A CRT is most effective for a person who owns a highly appreciated asset and who has charitable intent. The reason why a CRT is most valuable for this type of person is because of the tax advantages of this type of trust. A CRT is exempt from capital gains and income tax. Typically, the person will take the highly appreciated asset, use it to fund the trust, and then the trustee will sell the asset. By selling the highly appreciated asset inside the trust, you are able to diversify your holdings without incurring any of the capital gains tax that you would have paid selling it outside of the CRT. Because the IRS does not take out capital gains taxes, the total value of the trust remains high. The higher value of the assets in the trust allows for a higher income stream. For example: you have an asset worth $1,000,000 with a basis of $0, if you sold outside of the trust, with a capital gains rate of 23.8% (20% top capital gains rate +3.8% tax on investment income) then you would pay $238,000 in tax, meaning you would have $762,000 remaining to reinvest. If you could reinvest this money and get a 10% return, then you would receive an income stream of $76,200 a year. On the other hand, if you sold inside the trust, and didn’t pay the capital gains, assuming you could reinvest the $1,000,000 at a 10% return, your income stream would be $100,000 per year. If you are a person who plans on living off of the income made by your assets, without touching the principle, this technique can greatly improves your yearly income. The IRS still requires you to pay income tax on the percentage of the amount the trust distributes to you; if the IRS would assess tax the income would be taxable if you made the income outside of the trust. For example, if the trust makes $500 from taxable dividends and $500 from tax free municipal bonds, and then distributes $1,000 to you, you would then have to pay tax on the $500 in taxable dividends.

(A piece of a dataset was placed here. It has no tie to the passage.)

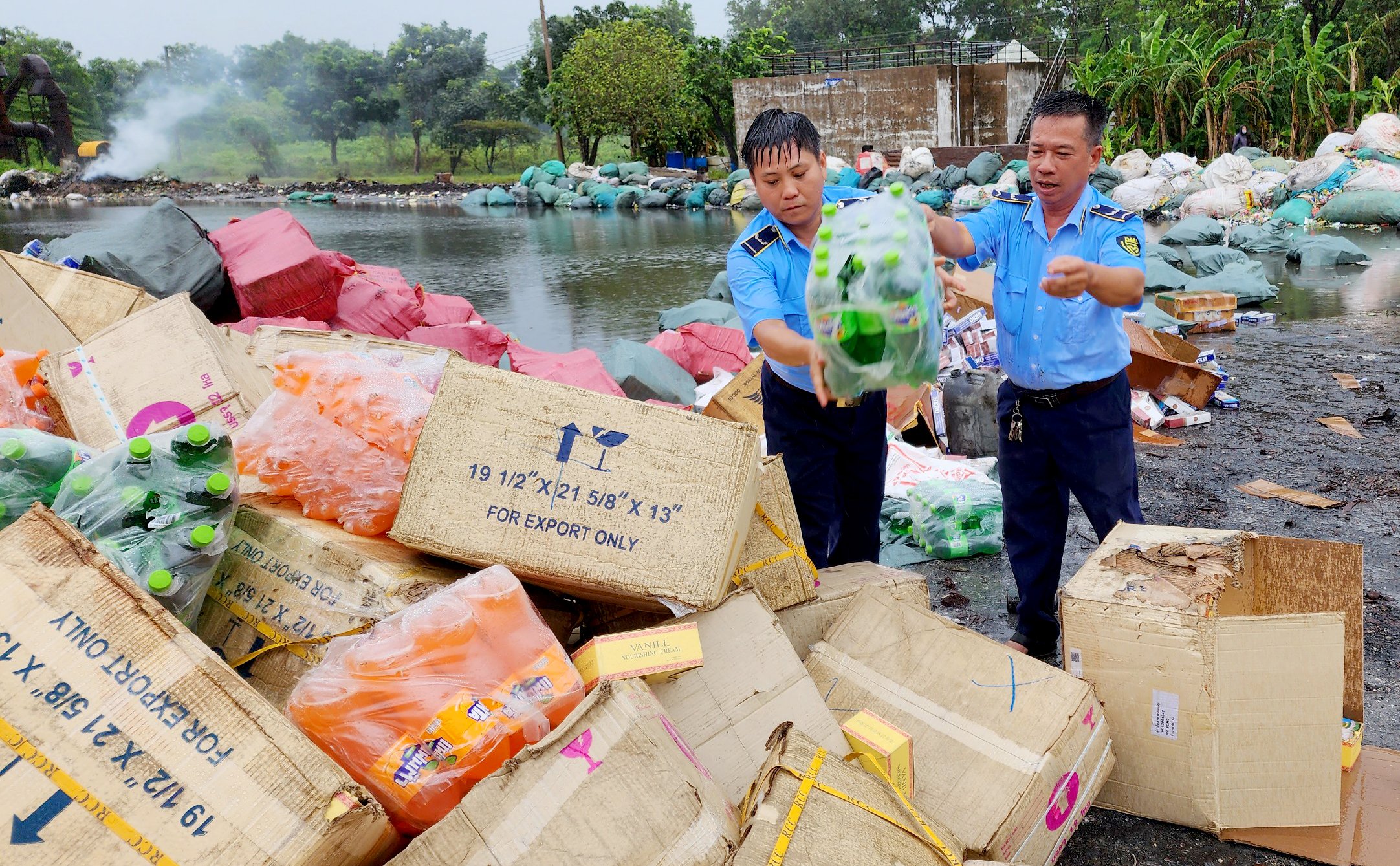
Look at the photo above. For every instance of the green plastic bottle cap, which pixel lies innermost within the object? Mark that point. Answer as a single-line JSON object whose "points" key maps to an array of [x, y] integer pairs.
{"points": [[132, 497]]}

Tax Benefits of a Charitable Remainder Trust
Apart from the ability to diversify your holdings without paying capital gains, there are other tax advantages that a CRT provides to those settlors with charitable intent. The primary tax advantage is that the donor receives an income tax deduction in the year they contribute the asset to the trust. The amount of the deduction is the calculated value of the remainder interest. Charitable income tax deductions are limited to 20-50% of adjusted gross income, depending on the type of gift, so it is a good idea to set up a CRT in a year where you have unusually high income. An example of a good year to set up a CRT is a year when you convert a Traditional IRA to a Roth IRA. The advantage of the CRT is that you can get the income tax deduction now (be it a discounted value) while still enjoying the income stream from the asset for life. As an added bonus, the CRT allows you to sell a high basis asset that may be underperforming in order to reinvest those funds in a more diversified portfolio that will hopefully increase your yearly income going forward.
In the year the donor transfers the property to the trust, the donor also receives a federal gift tax charitable deduction in the amount of the remainder interest in the property.
While technically there is an inclusion and offsetting deduction, in practice, by putting assets into a CRT, you are able to enjoy the income from the assets for your life, and then have the IRS not include those assets in your estate at your death, reducing your eventual estate tax bill.
Charitable remainder trusts are a valuable tool for those in the situation to use them. They can increase yearly income, decrease your income tax, gift tax and estate tax all while helping your favorite charity. There are a variety of different types of CRT and as many strategies to use them. In future articles we will go through some of the more popular types and strategies for Charitable Remainder Trusts.